Figure 2.

SNAI1-dependent increase in CMTM6 contributes to PD-L1 cell surface expression in breast cancer cells. (A,B) The expression of SNAI1, E-cadherin (E-CAD), N-cadherin (N-CAD) protein in MCF7 iSNAI1 cells untreated (-DOX) or treated with different doses (0.25, 0.5, 1, 2, 4 µg/mL) of doxycycline for 5 days (A) and at 2 µg/mL at different time points (1, 3, and 5 days) (B) β-Actin was used as a loading control. (C) In vitro doxycycline treatment strategy of MCF-7 iSNAI1 cells. Mes cells were treated with 2 µg/mL of DOX at day 0, 2, and 4 and harvested at day 5 for analysis. At day 5, DOX-treated cells switched to a mesenchymal phenotype (MCF-7^Mes) while untreated cells kept their epithelial phenotype (MCF-7^Epi). (D) The expression of SNAI1, SNAI2, ZEB1, CDH1, and CDH2 mRNA by RT-qPCR in MCF-7^Epi and MCF-7^Mes cells. Results are reported as FC relative to MCF-7^Epi cells. (E) Representative immunofluorescence images of Actin and E-cadherin (green) in MCF-7^Epi and MCF-7^Mes cells. Nuclei are stained with DAPI (blue). Scale bar: 50 µm. (F) Expression of PD-L1 mRNA (left panel), PD-L1 cell surface (middle panel), and CMTM6 mRNA and protein (right panels) in MCF-7^Epi and MCF-7^Mes cells.
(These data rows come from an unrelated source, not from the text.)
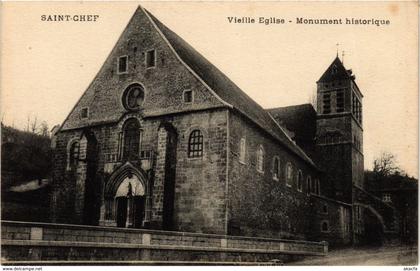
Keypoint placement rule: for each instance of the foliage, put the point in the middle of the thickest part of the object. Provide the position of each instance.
(385, 165)
(26, 153)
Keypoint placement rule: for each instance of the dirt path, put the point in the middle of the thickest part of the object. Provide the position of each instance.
(395, 255)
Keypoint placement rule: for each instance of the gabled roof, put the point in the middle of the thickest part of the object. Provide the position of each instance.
(300, 119)
(336, 71)
(228, 91)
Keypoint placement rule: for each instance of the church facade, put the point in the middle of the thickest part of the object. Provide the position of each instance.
(161, 139)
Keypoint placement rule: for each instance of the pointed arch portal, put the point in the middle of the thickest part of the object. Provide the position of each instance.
(127, 197)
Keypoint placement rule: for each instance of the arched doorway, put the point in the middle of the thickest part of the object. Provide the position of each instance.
(374, 233)
(127, 198)
(130, 202)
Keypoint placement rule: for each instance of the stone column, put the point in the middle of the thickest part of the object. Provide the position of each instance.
(159, 180)
(81, 170)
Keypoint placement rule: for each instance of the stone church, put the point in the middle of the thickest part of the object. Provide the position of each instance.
(162, 139)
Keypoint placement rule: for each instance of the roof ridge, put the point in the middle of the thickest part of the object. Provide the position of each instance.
(149, 16)
(268, 118)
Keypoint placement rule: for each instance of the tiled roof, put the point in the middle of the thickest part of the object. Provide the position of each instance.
(336, 71)
(228, 91)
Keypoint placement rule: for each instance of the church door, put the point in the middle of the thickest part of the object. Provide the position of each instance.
(121, 211)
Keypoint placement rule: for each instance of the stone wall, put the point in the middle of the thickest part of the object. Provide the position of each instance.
(199, 200)
(31, 242)
(259, 204)
(338, 218)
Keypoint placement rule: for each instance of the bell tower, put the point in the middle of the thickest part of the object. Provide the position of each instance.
(339, 138)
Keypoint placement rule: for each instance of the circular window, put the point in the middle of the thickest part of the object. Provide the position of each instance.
(133, 97)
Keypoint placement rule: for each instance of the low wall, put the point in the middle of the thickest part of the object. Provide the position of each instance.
(43, 242)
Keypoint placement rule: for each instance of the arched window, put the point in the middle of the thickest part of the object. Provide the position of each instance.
(131, 131)
(317, 188)
(325, 226)
(260, 159)
(133, 97)
(308, 185)
(300, 181)
(276, 168)
(289, 174)
(242, 150)
(195, 144)
(73, 155)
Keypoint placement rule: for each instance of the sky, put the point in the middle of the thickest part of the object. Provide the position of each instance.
(46, 66)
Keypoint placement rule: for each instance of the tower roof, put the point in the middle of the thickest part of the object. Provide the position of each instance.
(336, 71)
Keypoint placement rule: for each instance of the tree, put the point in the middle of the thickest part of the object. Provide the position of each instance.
(43, 129)
(385, 165)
Scale bar: 50 µm. (G) Expression of CMTM6 mRNA (left) and CMTM6 protein (middle) in MCF-7^Mes cells transfected with CTRL siRNA or two different CMTM6-targeting siRNAs (siCMTM6-1 and -2). Right panel: Flow cytometry quantification of PD-L1+ cells transfected with two different CMTM6-targeting siRNAs (siCMTM6-1 and -2). Results in left and right panels are reported as FC relative to control cells. For all panels, each dot represents one independent experiment and results represent the average all independent experiments. Statistically significant differences (indicated by asterisks) are calculated compared with control conditions using an unpaired two-tailed Student’s t-test (* p < 0.05; ** p < 0.01 and *** p < 0.001).